Underground spaces become central to the narrative, representing both literal and metaphorical networks of survival and defiance. The sewers facilitating child rescues, tunnels connecting buildings, and hidden bunkers create alternative geographies of resistance beneath the city’s official architecture. These spaces enable clandestine movement and communication, allowing rescue operations to continue despite surveillance. The youth center functions as a hybrid space—officially sanctioned but secretly harboring resistance activities. When the uprising begins, these spaces become military assets, with rooftops providing strategic advantage and tunnels enabling tactical movement. The motif emphasizes that resistance requires physical and psychological spaces removed from direct German control, where human dignity and agency can be preserved and organized into opposition.

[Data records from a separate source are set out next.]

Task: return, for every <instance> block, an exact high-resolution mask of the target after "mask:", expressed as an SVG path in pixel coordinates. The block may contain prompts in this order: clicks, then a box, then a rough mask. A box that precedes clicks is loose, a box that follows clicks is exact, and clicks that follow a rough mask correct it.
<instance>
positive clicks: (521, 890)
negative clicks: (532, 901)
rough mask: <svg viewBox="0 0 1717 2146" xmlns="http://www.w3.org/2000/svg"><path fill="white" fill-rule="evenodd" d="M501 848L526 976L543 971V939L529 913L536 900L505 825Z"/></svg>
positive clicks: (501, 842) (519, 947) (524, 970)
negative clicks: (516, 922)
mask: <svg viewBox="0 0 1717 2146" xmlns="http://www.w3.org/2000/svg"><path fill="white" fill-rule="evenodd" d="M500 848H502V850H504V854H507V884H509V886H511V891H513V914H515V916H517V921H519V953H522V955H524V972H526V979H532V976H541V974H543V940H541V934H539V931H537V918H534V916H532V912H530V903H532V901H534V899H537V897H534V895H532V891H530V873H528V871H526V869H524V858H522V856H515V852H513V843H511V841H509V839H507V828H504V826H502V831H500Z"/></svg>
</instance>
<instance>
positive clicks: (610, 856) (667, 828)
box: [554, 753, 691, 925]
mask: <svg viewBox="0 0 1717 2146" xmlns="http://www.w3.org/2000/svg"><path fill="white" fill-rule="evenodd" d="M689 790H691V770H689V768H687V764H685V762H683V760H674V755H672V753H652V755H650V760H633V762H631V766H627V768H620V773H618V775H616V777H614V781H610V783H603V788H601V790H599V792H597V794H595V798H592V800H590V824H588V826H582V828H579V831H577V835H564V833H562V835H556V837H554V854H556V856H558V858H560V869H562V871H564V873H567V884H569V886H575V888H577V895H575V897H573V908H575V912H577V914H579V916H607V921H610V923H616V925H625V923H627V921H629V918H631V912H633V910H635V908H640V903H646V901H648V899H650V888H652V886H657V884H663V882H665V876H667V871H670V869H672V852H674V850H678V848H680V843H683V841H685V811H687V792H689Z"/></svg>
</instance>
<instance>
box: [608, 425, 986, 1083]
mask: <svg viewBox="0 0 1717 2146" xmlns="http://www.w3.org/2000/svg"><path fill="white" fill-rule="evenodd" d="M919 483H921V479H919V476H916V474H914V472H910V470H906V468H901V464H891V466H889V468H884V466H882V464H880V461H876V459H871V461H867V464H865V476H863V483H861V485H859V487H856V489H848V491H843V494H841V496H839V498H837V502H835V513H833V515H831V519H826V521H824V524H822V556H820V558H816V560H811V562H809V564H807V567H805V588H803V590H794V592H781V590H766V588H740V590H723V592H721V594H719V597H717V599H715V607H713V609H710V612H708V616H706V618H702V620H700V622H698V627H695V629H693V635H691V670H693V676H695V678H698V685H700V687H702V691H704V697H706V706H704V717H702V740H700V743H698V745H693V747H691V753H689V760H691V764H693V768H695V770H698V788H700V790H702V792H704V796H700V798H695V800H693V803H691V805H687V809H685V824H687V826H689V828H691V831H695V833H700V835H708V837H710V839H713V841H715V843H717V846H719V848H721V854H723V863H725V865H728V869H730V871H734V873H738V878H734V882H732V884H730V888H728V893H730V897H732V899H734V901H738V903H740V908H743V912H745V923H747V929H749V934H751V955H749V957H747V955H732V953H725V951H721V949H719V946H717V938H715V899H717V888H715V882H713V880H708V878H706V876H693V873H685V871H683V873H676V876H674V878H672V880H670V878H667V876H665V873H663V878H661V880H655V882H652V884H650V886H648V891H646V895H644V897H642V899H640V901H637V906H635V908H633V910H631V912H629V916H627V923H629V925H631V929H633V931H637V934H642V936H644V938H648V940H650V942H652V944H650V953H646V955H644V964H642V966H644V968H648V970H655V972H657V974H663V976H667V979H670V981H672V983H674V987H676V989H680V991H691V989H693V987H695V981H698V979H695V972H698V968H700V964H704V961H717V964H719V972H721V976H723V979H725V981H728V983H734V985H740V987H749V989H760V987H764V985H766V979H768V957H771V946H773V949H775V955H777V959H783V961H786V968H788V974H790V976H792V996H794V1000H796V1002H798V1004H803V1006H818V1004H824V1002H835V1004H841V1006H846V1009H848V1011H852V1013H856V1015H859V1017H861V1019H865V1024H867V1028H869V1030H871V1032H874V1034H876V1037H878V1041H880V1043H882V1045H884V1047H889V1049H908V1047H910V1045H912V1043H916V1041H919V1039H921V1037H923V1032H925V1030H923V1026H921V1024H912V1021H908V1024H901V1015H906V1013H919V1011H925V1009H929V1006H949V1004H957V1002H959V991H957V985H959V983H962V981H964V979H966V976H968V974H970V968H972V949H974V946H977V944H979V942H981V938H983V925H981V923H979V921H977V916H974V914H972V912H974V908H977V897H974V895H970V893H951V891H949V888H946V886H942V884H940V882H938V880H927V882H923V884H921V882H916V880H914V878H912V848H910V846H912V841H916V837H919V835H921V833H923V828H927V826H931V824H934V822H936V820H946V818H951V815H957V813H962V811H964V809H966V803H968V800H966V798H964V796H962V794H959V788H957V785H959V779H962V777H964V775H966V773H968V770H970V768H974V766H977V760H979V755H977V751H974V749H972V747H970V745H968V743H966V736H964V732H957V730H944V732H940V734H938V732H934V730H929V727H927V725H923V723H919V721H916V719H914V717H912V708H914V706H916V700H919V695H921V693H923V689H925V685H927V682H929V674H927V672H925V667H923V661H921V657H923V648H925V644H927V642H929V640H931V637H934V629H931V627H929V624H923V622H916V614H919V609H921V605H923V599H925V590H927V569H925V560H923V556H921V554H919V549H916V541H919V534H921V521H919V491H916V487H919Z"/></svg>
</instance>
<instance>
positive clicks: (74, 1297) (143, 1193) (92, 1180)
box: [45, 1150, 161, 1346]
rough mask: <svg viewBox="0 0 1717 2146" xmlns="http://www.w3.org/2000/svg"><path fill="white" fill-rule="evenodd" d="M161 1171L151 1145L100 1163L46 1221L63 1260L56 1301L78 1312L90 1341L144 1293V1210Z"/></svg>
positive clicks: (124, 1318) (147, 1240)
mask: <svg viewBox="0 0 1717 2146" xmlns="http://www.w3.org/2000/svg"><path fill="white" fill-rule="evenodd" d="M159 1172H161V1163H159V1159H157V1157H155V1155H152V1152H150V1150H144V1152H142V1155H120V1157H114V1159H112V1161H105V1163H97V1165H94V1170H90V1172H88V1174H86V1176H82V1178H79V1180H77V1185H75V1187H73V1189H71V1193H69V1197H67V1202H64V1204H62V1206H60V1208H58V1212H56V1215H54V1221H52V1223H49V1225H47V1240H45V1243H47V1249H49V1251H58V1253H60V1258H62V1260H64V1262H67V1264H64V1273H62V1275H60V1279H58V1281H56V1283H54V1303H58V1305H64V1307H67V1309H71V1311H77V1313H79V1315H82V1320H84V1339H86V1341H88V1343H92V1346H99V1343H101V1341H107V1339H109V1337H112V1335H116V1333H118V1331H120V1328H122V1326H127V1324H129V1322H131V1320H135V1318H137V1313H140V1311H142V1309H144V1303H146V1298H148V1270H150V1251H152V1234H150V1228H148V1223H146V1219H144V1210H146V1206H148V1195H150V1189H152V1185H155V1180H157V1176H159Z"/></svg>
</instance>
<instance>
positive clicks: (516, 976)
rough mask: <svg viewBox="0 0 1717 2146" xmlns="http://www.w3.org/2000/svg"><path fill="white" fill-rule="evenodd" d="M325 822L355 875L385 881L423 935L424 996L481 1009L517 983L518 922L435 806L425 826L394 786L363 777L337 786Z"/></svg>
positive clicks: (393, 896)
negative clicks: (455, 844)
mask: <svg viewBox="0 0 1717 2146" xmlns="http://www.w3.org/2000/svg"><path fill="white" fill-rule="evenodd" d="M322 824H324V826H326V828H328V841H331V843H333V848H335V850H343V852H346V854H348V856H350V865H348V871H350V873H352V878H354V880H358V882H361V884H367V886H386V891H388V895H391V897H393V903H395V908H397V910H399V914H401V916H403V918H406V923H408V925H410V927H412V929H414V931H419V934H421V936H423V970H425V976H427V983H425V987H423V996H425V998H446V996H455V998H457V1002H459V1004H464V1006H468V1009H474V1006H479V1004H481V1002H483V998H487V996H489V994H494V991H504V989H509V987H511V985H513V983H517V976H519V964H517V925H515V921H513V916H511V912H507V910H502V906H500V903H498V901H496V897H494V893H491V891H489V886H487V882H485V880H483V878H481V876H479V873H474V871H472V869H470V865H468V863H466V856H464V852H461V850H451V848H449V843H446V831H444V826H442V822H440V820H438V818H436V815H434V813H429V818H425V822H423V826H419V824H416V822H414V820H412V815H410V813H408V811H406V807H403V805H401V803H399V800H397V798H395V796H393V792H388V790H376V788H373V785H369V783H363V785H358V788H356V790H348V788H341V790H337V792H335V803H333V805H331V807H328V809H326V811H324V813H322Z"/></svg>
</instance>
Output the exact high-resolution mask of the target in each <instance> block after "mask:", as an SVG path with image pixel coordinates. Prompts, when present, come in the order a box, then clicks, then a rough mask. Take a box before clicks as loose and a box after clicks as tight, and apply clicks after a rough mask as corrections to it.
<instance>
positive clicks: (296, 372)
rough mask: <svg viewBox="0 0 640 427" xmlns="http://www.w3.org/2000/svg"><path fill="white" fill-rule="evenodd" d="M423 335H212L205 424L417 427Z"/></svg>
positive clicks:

Emilia’s artistic practice allows her to preserve vital memories and process her overwhelming trauma, illustrating the power of Memory as a Form of Resistance. Her sketches serve multiple functions: They document experiences too painful for direct verbal expression, create tangible connections to people she may never see again, and transform chaotic emotions into emotionally resonant art. The sketch of baby Eleonora that she gives to Roman becomes a sacred object—the only remaining connection between scattered family members. Her observation about pouring “terror and relief and confusion and courage onto it” reveals how art functions as both an emotional release and a meaning-making activity when conventional frameworks collapse (166). This artistic impulse represents the human need to create order and beauty within systems designed to destroy both.